La conclusion de l’ouvrage esquisse une relecture de l’objet de recherche au prisme de la question postcoloniale. En marge des controverses qui ont animé la science politique française au sujet de cette question [5], et réfutant toute filiation mécanique et « culturaliste » entre la violence originelle des régimes coloniaux et la récurrence contemporaine des formes de protestation locales, P. Odin préfère s’appuyer sur la notion de « structure des opportunités » pour la décliner dans le cas singulier des Antilles. Cette notion, qui « renvoie à une configuration sociale et politique qui s’enracine dans un territoire et s’inscrit dans une période donnée » (p. 274), l’amène à souligner de nouveau la singularité du syndicalisme antillais et son rôle dans le conflit de 2009. L’analyse des trajectoires biographiques et politiques des militants syndicaux permet de suivre le chemin par lequel l’anticolonialisme, l’indépendantisme et le trotskisme se sont maintenus par « un jeu relationnel où les rapports de force entre les organisations au sein du champ syndical sont liés au rapport de force entre le champ syndical et le champ politique élargi » (p. 277-278). Fidèle à son objet de recherche, l’auteur insiste davantage sur les voies par lesquelles s’actualise la critique anticolonialiste, et laisse en suspens « la question de ce qui demeure “après la colonie” » (p. 279). L’entrée par le travail politique des syndicats et notamment leurs efforts d’objectivation des formes de dépendance et de domination sédimentées dans les structures économiques et sociales des îles antillaises pourrait permettre, à notre sens, d’alimenter la question postcoloniale outre-mer de manière plus frontale [6]. Dans quelle mesure ces acteurs contribuent-ils ou tout du moins s’exercent-ils à construire la preuve des continuités/discontinuités avec le fait colonial ?

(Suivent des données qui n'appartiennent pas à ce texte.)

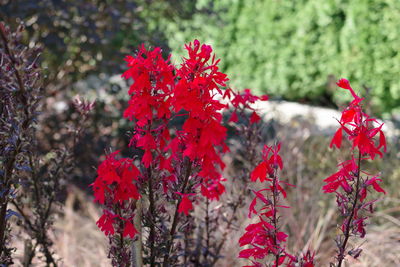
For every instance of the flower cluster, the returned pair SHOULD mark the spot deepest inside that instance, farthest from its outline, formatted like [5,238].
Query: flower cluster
[264,236]
[114,187]
[178,126]
[362,132]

On notera, enfin, combien dans ces territoires la question sociale renvoie invariablement à la promesse égalitaire et républicaine de la départementalisation [7]. Une promesse, pour l’heure, imparfaitement tenue qui a très justement fondé l’adoption d’une loi sur l’égalité réelle outre-mer huit ans après le mouvement de 2009 et en réponse à celui-ci. Dans le même temps, les conflits sociaux dans les départements d’outre-mer se sont démultipliés au cours des dix dernières années [8]. Si les mots d’ordre sont pluriels (coût de la vie, chômage, pauvreté, insécurité, etc.), à chaque fois, c’est bel et bien la reconduction d’une relation politique totale et asymétrique [9] entre l’ancienne métropole coloniale et ses « confettis » qui effleure les débats. Question sociale et/ou postcoloniale, les ressorts explicatifs de cette conflictualité sociale ne semblent donc pas épuisés...
Pierre Odin, Pwofitasyon. Luttes syndicales et anticolonialisme en Guadeloupe et Martinique, Paris, La Découverte, 2019, 311 p., 22 €.